Os Kitava: Sabedoria proveniente das Ilhas do Pacífico

 

Existem muito poucas culturas muito poucas neste planeta que não foram afetadas pelos hábitos alimentares modernos.

Existem ainda menos que tenham sido estudadas de forma exaustiva. A ilha de Kitava em Papua Nova Guiné é a anfitriã de uma tal cultura, e os seus habitantes têm muitas coisas profundas para nos ensinar sobre dieta e saúde.

O estudo Kitava, uma série de documentos produzidos principalmente pelo Dr. Staffan Lindeberg e seus colaboradores, oferece um vislumbre da nutrição e saúde de uma sociedade antiga, usando métodos científicos modernos. Este estudo é uma das caracterizações mais completas e úteis da dieta e da saúde de uma sociedade não industrializada que já vi. E é também o estudo que criou e, finalmente, resolveu, a minha dissonância cognitiva sobre os efeitos dos carboidratos na saúde.
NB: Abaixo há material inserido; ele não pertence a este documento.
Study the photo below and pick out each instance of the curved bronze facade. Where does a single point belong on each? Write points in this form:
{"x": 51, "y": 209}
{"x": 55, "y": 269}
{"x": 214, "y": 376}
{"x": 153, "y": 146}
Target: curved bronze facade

A partir das fotos que vi, o Kitava são pessoas bonitas. Eles têm rostos completos, atraentes, a pele lisa e os excelentes dentes saudáveis ​​ típicos de povos não industrializados.

Tal como os Kuna, os Kitavans equilibram-se numa linha entre a vida agrícola e a vida de caçadores-recolectores. Eles ingerem uma dieta composta principalmente de tubérculos (inhame, batata doce, taro e mandioca), frutas, legumes, coco e peixe, em ordem de calorias. Isso é típico das culturas tradicionais das ilhas do Pacífico, embora as quantidades relativas possam diferir.

Os cereais, açúcar refinado, óleos vegetais e outros alimentos processados ​​são virtualmente inexistentes entre os Kitava. Eles obtêm cerca de 69% das suas calorias a partir de carboidratos, 21% da gordura, 17% da gordura saturada e 10% de proteína. A maior parte do seu consumo de gordura saturada, é proveniente de cocos. Eles ingerem um rácio de ómega-6: ómega-3 de aproximadamente 1:2. A ingestão média de calorias é de 2.200 calorias por dia (9.200 kJ). Pelos padrões ocidentais, a sua dieta é rica em carboidratos, rica em gordura saturada, pobre em gordura total, um pouco pobre em proteína e rica em calorias.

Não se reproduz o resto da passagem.